The key word here is “exactly”. It’s easy to give hand-wavy explanations that gloss over the details and can be easily miss-interpreted. This might provide a glimpse into the workings of reality, but it certainly won’t help you understand them.

If you want to actually know the rules, we must discuss them unambiguously. There should be no wiggle room in our descriptions that does not also exist in reality. Insofar as the rules of reality are absolute, our expression of the rules must be absolute.

An unambiguous expression of a truth is called a formalization of that truth. We need formalizations if we hope to accurately express the rules.

This does not mean that we should use mathematics instead of English. Mathematics is not the only formalization available. The notation used is not important. What is important is that the notation is unambiguous.

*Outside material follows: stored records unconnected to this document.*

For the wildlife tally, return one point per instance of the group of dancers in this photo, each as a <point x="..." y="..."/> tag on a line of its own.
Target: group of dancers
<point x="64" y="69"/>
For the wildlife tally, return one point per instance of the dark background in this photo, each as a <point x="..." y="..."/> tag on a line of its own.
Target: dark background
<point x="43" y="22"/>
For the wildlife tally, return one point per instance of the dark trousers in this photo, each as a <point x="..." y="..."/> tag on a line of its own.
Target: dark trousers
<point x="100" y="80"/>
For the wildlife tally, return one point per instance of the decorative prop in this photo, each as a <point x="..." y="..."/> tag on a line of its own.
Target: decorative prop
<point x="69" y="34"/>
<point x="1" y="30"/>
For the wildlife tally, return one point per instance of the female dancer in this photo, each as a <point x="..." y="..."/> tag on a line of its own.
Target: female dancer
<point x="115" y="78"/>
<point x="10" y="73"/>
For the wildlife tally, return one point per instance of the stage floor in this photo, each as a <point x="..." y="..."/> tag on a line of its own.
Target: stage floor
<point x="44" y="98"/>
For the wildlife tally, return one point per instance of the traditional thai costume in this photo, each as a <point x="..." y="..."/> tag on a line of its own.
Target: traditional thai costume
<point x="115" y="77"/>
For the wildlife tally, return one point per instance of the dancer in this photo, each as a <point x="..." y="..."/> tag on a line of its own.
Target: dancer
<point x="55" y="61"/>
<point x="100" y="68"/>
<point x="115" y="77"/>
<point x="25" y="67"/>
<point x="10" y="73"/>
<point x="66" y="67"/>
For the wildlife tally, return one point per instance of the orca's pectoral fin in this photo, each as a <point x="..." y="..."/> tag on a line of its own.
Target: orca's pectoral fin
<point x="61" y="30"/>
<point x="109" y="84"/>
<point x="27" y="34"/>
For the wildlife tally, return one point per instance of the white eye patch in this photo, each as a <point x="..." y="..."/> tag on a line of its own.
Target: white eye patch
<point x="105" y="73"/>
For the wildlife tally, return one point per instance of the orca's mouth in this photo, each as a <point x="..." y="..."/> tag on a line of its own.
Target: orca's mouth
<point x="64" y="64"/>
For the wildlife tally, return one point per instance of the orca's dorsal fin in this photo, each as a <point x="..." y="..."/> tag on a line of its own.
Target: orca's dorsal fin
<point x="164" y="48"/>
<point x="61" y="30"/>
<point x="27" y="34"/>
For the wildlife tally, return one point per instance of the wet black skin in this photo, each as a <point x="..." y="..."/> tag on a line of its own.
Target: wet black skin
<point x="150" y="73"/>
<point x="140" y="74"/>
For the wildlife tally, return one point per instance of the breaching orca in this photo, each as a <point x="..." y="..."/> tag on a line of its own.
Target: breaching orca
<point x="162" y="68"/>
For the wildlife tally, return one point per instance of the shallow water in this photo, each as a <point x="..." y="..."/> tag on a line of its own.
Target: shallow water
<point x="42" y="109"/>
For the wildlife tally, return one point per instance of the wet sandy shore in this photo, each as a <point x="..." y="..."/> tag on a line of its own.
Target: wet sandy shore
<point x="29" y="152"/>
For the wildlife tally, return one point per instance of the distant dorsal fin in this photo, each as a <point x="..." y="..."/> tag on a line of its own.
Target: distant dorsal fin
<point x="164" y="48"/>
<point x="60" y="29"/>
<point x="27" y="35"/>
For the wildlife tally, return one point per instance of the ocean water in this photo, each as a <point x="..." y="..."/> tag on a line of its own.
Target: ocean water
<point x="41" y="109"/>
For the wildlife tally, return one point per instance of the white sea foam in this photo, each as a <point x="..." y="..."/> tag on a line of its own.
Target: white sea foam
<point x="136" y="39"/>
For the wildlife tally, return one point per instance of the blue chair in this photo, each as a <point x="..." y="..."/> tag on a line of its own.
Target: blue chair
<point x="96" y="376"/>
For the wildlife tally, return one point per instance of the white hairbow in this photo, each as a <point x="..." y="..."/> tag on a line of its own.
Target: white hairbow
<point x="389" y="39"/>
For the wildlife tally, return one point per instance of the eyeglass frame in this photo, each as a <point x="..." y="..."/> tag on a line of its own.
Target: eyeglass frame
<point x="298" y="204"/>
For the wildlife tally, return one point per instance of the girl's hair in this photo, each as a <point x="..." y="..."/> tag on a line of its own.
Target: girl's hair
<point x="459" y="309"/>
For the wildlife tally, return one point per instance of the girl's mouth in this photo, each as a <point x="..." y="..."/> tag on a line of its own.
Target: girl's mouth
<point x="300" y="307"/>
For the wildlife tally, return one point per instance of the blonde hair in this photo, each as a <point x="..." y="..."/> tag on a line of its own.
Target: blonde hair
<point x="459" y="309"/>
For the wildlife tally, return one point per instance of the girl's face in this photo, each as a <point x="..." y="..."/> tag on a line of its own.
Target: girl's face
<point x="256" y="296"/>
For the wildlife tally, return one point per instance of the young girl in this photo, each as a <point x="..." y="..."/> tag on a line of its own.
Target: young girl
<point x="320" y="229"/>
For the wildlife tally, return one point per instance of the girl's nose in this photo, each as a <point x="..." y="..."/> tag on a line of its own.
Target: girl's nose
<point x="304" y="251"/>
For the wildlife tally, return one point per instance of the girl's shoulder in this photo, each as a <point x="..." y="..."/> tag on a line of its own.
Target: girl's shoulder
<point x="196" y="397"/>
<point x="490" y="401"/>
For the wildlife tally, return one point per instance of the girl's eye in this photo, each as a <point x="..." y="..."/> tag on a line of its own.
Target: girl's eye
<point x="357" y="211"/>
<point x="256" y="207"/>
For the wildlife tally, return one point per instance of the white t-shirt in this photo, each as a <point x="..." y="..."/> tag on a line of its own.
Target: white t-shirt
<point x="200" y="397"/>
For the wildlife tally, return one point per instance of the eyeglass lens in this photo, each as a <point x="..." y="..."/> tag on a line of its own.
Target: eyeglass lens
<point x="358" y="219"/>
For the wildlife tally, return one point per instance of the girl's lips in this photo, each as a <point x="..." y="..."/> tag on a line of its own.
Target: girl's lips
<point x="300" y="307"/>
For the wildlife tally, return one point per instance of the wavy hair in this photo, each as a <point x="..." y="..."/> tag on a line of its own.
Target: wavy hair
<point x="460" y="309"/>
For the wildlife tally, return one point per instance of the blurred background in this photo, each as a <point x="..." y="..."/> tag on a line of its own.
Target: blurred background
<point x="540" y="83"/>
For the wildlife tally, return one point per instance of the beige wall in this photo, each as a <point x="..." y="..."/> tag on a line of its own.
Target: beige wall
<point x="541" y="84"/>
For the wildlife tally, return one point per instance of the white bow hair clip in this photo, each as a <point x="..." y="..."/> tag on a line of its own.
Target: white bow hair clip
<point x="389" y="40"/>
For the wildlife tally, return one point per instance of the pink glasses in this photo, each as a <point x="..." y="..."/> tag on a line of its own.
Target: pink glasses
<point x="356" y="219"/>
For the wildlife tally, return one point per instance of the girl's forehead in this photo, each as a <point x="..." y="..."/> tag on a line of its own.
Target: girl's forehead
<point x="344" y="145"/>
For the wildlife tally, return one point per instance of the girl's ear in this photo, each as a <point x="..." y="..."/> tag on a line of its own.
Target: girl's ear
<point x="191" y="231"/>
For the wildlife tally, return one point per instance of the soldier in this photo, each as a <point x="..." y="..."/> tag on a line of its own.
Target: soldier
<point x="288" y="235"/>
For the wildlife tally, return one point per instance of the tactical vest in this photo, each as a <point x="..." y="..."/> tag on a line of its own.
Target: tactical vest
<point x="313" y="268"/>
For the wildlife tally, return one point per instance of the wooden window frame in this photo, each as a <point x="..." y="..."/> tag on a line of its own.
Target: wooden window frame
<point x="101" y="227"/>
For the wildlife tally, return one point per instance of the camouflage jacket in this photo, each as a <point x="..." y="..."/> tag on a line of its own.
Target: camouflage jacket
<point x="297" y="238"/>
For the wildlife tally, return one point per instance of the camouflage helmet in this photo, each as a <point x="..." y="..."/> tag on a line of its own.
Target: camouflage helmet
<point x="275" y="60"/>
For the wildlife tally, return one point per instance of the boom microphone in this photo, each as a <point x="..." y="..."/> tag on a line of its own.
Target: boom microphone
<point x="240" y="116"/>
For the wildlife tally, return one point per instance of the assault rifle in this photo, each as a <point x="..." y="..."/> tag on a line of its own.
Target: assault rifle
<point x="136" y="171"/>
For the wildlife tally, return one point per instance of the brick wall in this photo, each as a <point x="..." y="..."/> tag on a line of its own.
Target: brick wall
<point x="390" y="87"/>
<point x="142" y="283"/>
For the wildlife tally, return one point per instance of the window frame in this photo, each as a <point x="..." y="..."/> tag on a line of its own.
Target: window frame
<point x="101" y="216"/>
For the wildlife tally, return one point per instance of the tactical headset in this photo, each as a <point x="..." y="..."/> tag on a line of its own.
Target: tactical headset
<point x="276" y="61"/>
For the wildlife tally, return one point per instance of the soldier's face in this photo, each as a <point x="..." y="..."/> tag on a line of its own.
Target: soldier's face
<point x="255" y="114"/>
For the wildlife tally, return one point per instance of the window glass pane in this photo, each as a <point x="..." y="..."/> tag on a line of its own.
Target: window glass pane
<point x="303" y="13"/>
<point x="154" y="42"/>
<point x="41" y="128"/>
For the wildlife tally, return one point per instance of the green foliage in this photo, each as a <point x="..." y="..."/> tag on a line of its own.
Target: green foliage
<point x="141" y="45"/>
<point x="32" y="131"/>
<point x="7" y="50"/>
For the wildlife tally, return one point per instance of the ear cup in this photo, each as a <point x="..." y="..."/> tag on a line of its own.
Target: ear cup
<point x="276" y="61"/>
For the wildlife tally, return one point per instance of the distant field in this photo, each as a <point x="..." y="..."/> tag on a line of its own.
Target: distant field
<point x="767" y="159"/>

It does no good to convince your friend that addition combines numbers if they leave the conversation believing that $1 + 2 = 12$.

When discussing the actual way reality works it is important to be exact. For this reason, you must be presented with the equations that govern the rules of reality.

Simplifience will not use the archaic notation of mathematics, preferring a simplified version. But you must be presented with equations all the same.

The equations will be explained in English. I will build up your intuitions for them and I will show you how they work. If all goes well, you will grasp the rules of reality without needing to refer to the equations.

But all will not go well. The English language is simply too powerful. Words are imperfect, they say things that we never intended them to say.

My explanations will have holes. My descriptions will be inexact. My analogies will break down at the edges.

I give you the equations for when my words fail you. When you are left confused, the equations have the answers. Where my sentences contain ambiguity, the equations do not.

Never feel intimidated by an equation. Equations are clarifying tools. They are fallbacks that protect us when we’re burned by the many meanings of common languages. Formalizations are the only way to prevent errors in translation.

The rules of reality are simpler than you think, and they can be expressed in English. But in order to ensure that the rules are accurately translating from my mind to yours, you must have the equations.